Дождь только усиливался. Отрывки нашего диалога съедал шум воды. Устав перекрикивать стихию, Перес предложил вернуться в дом, но, когда попытался продолжить разговор, я отрицательно закивала головой. К чёрту. Возможно, у нас есть только этот день. Один единственный…
Я думала о том, чем бы хотела заняться, с открытым ртом наблюдая, как Прескотт снимает мокрую рубашку. Мускулы. Блядская дорожка из редких волос от пупка к линии джинсов. И ощущение рук на предплечьях. Синяки от пальцев Корсезе ещё не успели окраситься в коричнево-зелёный. Они были синими, и они напоминали океан.
Я не соврала, когда сказала, что это дерьмо меня не сломало. Но мне было мерзко. От самой себя. От того, что я чувствовала, от того, какая я грязная. Стою перед ним и хочу его.

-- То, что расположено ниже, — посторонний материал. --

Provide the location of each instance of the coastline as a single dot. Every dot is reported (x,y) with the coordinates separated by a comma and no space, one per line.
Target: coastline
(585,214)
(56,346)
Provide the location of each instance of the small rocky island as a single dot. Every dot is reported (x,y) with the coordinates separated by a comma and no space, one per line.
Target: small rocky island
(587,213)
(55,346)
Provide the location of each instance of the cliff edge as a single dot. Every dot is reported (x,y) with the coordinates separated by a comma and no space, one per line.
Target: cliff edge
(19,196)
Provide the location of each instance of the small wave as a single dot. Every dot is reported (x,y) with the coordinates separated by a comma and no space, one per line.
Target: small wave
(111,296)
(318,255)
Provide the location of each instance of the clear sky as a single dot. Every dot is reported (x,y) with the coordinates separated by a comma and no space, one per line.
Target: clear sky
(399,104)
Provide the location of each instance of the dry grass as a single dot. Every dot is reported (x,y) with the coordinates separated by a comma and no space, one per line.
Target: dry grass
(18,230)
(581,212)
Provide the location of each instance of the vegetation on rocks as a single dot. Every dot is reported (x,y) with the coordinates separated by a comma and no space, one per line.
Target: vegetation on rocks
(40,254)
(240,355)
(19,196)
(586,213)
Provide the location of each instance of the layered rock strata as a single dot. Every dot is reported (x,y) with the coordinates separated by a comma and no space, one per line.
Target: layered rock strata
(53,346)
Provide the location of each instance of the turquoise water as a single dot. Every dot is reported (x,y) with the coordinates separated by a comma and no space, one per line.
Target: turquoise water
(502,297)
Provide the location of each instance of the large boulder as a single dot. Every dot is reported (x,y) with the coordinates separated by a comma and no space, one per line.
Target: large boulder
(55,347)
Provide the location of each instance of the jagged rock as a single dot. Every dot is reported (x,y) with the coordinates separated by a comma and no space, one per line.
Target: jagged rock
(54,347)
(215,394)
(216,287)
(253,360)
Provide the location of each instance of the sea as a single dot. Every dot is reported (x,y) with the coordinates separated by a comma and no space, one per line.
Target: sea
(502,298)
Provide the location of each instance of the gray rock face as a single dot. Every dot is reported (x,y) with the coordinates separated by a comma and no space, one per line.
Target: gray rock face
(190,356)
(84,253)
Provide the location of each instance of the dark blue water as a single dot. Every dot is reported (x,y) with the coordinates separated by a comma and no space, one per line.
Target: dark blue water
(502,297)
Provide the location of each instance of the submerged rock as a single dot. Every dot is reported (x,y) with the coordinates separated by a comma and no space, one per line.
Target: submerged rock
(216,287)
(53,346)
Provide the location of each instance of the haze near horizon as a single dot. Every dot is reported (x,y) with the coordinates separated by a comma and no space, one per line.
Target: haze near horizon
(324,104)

— Чем хочешь заняться? — Скотт надел чистую рубашку и выдернул меня из вереницы мыслей, несущих в дебри, о которых слабонервным было лучше не знать.
— Можем притвориться, что всё хорошо, и посмотреть фильм, — пришлось закрыть старую форточку, бьющуюся о раму. В комнате было сыро. И серо. И двуспальная кровать, застеленная не самыми свежими одеялами. Это всё, чего я хотела: притвориться, чтобы он укрыл меня одеялом.
Скотт всё понял без лишних слов. Стянув грязные от песка ботинки, он зафутболил их под кровать и в ещё мокрых джинсах стал забираться под одеяло. Впрочем, одумался, коснувшись пуговицы на штанах.
— Ты не против?
— Не против ли я увидеть тебя без штанов? Почему ты спрашиваешь? Я ясно дала понять, что не хочу ничего слышать и говорить про…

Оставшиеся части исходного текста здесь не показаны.